Riverside Primary Academy | Homework Policy

Homework Policy

 

At Riverside Primary Academy we provide all children with homework to enable them to practise skills and learning they have already done in school. Sometimes the aim is to repeat something done in class as a practise exercise. On other times, the homework will ask children to apply their learning to a new context. At all times, however, children will not be given work to do at home that they have not learned in school unless it is a project which asks them to find out about something new. For example, to do their own project about the Romans.

 

Our Aims

 

We aim to provide opportunities for parents/carers to work alongside their child or children to support their learning in school. This is because we want to work as a partnership in your child’s learning – school, the child and their parents working together to help your child to reach their potential.

 

As guidance only, we suggest the following as good practice:

 

Nursery, Reception and Year 1 – to learn nursery rhymes, songs and read books together. Talk about the difference between pictures and words, titles, authors’ names and predict what will happen next in the story. Read poems and rhymes and information books as well as stories. Children will have letter work to do at home and games to play. Once children can read, they should read their school book every day for approximately five minutes every single day.

 

Year 2, Year 3 and year 4 – To read their school book or another book every single day at home for around ten to twenty minutes. Discuss the way we read punctuation as well as words, how bold or italic words are read differently. Look for how advanced punctuation is used. For example, speech marks, brackets, commas, apostrophes etc. It is very important that adults discuss these things with their child as they are not likely to notice them on their own.

 

In Years 2, 3 and 4 all children will receive pieces of writing to practise at home. These will be elements of what they are learning at school. Writing entire stories, poems or reports would benefit your child enormously but is not usually the kind of practise that children in these age groups are given for homework.

 

By year 2, all children need to learn their 2x, 5x and 10x tables fluently.

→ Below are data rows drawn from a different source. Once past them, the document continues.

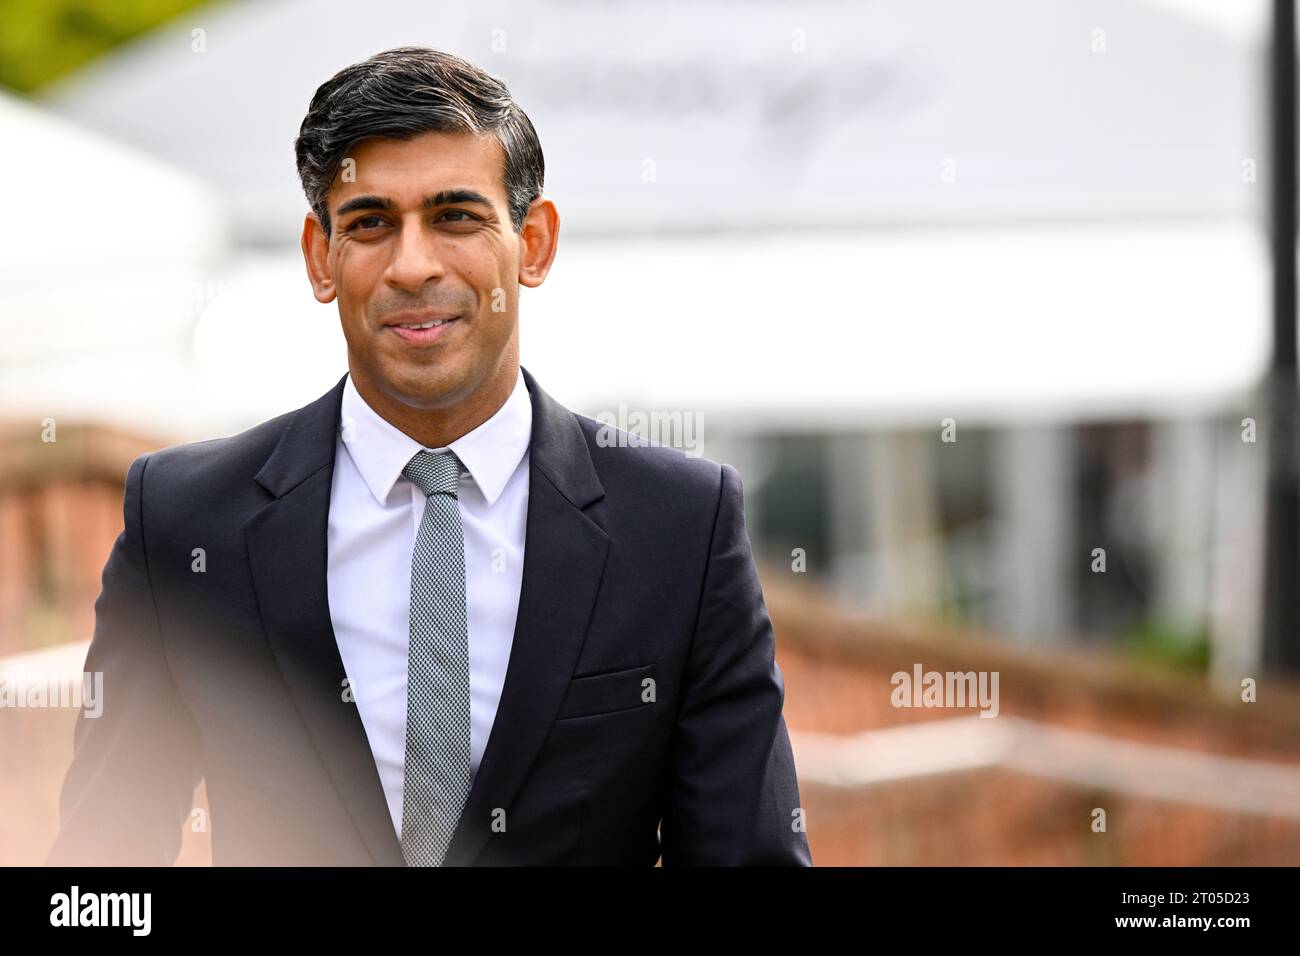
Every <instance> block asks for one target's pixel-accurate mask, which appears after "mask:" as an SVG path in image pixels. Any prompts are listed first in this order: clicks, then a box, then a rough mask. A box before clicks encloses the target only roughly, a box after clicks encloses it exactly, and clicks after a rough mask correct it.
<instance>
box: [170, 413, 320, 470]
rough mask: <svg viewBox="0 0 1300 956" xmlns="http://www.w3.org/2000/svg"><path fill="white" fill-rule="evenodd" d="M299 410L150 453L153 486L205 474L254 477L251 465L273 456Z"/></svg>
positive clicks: (286, 413)
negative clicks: (156, 481) (240, 427)
mask: <svg viewBox="0 0 1300 956" xmlns="http://www.w3.org/2000/svg"><path fill="white" fill-rule="evenodd" d="M296 414H298V412H296V411H287V412H283V414H281V415H277V416H276V418H273V419H268V420H265V421H261V423H259V424H256V425H252V427H251V428H246V429H244V431H242V432H239V433H237V434H230V436H225V437H222V438H207V440H204V441H192V442H182V444H178V445H168V446H166V447H162V449H159V450H157V451H152V453H149V454H148V476H149V484H151V486H152V485H153V483H155V481H159V480H160V479H161V480H165V481H168V483H169V484H173V483H175V484H179V483H182V481H186V480H190V479H194V477H196V476H199V475H204V476H208V477H212V479H217V480H220V479H230V477H235V476H242V477H244V479H247V477H248V476H250V471H248V468H250V466H251V464H252V463H255V462H257V463H260V462H263V460H265V458H266V457H268V455H269V454H270V453H272V450H273V449H274V447H276V444H277V442H278V441H279V438H281V436H282V434H283V433H285V429H286V428H287V427H289V423H290V421H291V420H292V418H294V415H296Z"/></svg>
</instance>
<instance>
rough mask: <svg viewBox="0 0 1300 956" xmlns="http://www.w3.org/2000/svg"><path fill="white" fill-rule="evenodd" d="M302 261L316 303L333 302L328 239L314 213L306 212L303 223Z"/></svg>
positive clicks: (333, 298)
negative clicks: (309, 280)
mask: <svg viewBox="0 0 1300 956" xmlns="http://www.w3.org/2000/svg"><path fill="white" fill-rule="evenodd" d="M302 247H303V261H304V263H305V264H307V278H308V280H311V284H312V294H313V295H315V297H316V300H317V302H322V303H329V302H333V300H334V297H335V295H337V290H335V289H334V274H333V273H331V271H330V267H329V237H328V235H325V228H324V226H322V225H321V221H320V220H318V219H316V213H315V212H308V213H307V219H305V220H304V221H303V238H302Z"/></svg>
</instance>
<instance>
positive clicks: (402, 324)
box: [385, 315, 460, 345]
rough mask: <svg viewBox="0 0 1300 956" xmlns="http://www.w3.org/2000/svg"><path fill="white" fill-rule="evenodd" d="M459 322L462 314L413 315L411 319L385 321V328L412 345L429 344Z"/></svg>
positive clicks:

By year 3, all children need to continue to practise their 2x, 5x and 10x tables but to also learn their 3x, 4x, 6x, 7x, 8x and 9x tables.

By year 4, all children need to consolidate their times tables and improve the speed of their recall and learn what the corresponding division facts are. For example, 7 x 6 = 42. Also 42 = 7 x 6.

 

Project work is a fun way to do homework. It will allow children to develop their creativity in how they wish to present their work and give them some freedom in developing the aspects of the research that particularly interest them. Within project work, children get the opportunity to develop their creative interests.

 

Year 5 and Year 6 – Many of the aspects of year 5 and 6’s homework is in line with the homework for years 2 to 4 but it requires much more depth of study. Children will receive homework covering other areas of the curriculum and their work will begin to require more concentration and self application.  Reading should increase to include regular sustained periods so that children develop the habit of ‘getting into a good book’. (Reading a few pages every few days inhibits this). Although fluent readers are likely to be reading independently by this age, parents/carers still need to hear them to read out loud to develop their fluency in harder text types. Developing readers will still need reading support on a daily basis.

 

Children in Year 5 and 6 may be given more pieces of sustained writing to plan or complete at home. Children of this age should know what features make a good story, a good letter, a good report, a good newspaper article etc.

 

In maths, children will receive support work for the learning they are doing in class. Children will also receive practise test papers near the time of their SATs to help them become familiar with the test format. By year 5 and year 6, it is expected that all children should have fluent recall of their times tables. Children forget them if they are not used, so a regular (daily if possible) quick and short tables quiz would help your child retain what they have learned.

 

All children in Years 5 and 6 will, from this year, be given research projects to do which will involve a range of skills and will involve using the internet (at home or school). We would like children to include art and craft ideas as well as reading and writing within these projects and most of all, we want them to have fun whilst doing them.

 

Our staff hope that you can support us in getting the balance right. We want to work together with you to do help your child be the best they can possibly be and reach their full potential. If you have any concerns about the homework set, or, you feel that the homework is just right, please do come in and see your child’s teacher at the door in the morning.

 

It is worth noting that when children deliberately do not attempt to do homework (and this does not include when family emergencies occur), children will be required to remain inside during their own time to complete their work. Allowing one child to opt out of doing homework whilst everyone else is expected to complete it causes bad feeling amongst a class. We therefore make it very clear that we expect everyone to be treated equally and all children are required to complete homework.